In this paper, we propose a fast rendezvous algorithm for a heterogeneous cognitive radio network (CRN), where each user might have more than one radio. One of the well-known problems for most multiradio rendezvous algorithms in the literature is that they are not backward compatible to users with only one radio. To tackle this backward compatibility problem, our approach is a hierarchical construction that groups several time slots into an interval and proposes a novel algorithm to emulate two radios with a single radio in an interval.
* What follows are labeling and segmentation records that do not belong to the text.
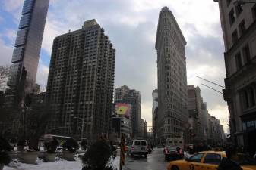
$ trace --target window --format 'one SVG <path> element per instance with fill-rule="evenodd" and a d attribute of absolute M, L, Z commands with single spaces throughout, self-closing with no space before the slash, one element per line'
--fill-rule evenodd
<path fill-rule="evenodd" d="M 254 95 L 254 91 L 252 87 L 249 88 L 250 92 L 250 100 L 251 100 L 251 106 L 255 106 L 255 95 Z"/>
<path fill-rule="evenodd" d="M 249 107 L 249 100 L 248 99 L 248 94 L 246 90 L 244 91 L 244 98 L 245 98 L 245 109 Z"/>
<path fill-rule="evenodd" d="M 231 2 L 232 0 L 226 0 L 226 1 L 227 6 L 229 6 L 229 5 L 230 4 L 230 2 Z"/>
<path fill-rule="evenodd" d="M 135 141 L 134 145 L 140 145 L 140 144 L 141 144 L 140 141 Z"/>
<path fill-rule="evenodd" d="M 242 59 L 240 52 L 235 55 L 235 64 L 236 64 L 236 70 L 239 70 L 242 67 Z"/>
<path fill-rule="evenodd" d="M 207 153 L 204 157 L 204 163 L 219 165 L 220 163 L 220 160 L 221 156 L 220 154 Z"/>
<path fill-rule="evenodd" d="M 245 20 L 242 20 L 241 23 L 239 26 L 239 33 L 240 33 L 240 37 L 245 33 Z"/>
<path fill-rule="evenodd" d="M 245 63 L 247 63 L 247 62 L 248 62 L 250 60 L 251 55 L 250 55 L 250 48 L 249 48 L 249 45 L 246 45 L 242 48 L 242 55 L 244 57 Z"/>
<path fill-rule="evenodd" d="M 239 36 L 237 34 L 237 31 L 235 30 L 232 33 L 232 40 L 233 42 L 233 44 L 235 44 L 237 40 L 239 39 Z"/>
<path fill-rule="evenodd" d="M 235 12 L 236 12 L 236 16 L 239 16 L 242 12 L 242 4 L 239 4 L 238 5 L 235 6 Z"/>
<path fill-rule="evenodd" d="M 254 128 L 254 123 L 253 121 L 248 121 L 246 122 L 246 127 L 247 128 Z"/>
<path fill-rule="evenodd" d="M 193 156 L 190 157 L 189 162 L 200 162 L 204 155 L 204 153 L 203 153 L 195 154 Z"/>
<path fill-rule="evenodd" d="M 231 11 L 229 12 L 229 23 L 230 23 L 230 26 L 232 26 L 232 24 L 233 24 L 233 23 L 235 22 L 235 12 L 234 12 L 234 10 L 232 9 Z"/>
<path fill-rule="evenodd" d="M 142 146 L 146 146 L 147 145 L 146 141 L 141 141 L 141 144 Z"/>
<path fill-rule="evenodd" d="M 253 18 L 256 20 L 256 5 L 252 8 Z"/>
<path fill-rule="evenodd" d="M 245 122 L 242 123 L 242 130 L 246 131 L 246 124 L 245 124 Z"/>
By doing so, at the interval level, each user behaves as if it had (at least) two radios. For the two-user rendezvous problem in a CRN with ${N}$ commonly labelled channels, the interval length is chosen to be ${M}$ time slots, where ${M=2\lceil \text {log}_{2} (\lceil \text {log}_{2} N \rceil)\rceil +7}$ . We show that the maximum time-to-rendezvous (MTTR) of our algorithm is bounded above by ${9 M \lceil n_{1}/m_{1} \rceil \cdot \lceil n_{2}/m_{2} \rceil }$ time slots, where ${n_{1}}$ (resp. ${n_{2}}$ ) is the number of available channels to user 1 (resp. 2), and ${m_{1}}$ (resp. ${m_{2}}$ ) is the number of radios for user 1 (resp. 2). For the setting that each user is equipped with only one radio and two available channels, our MTTR bound is only ${M}$ and that improves the state-of-the-art bound $16(\lceil \log _{2} \log _{2} N \rceil +1)$ in the literature. By conducting extensive simulations, we show that for the expected time-to-rendezvous, our algorithm is also better than several existing multiradio algorithms.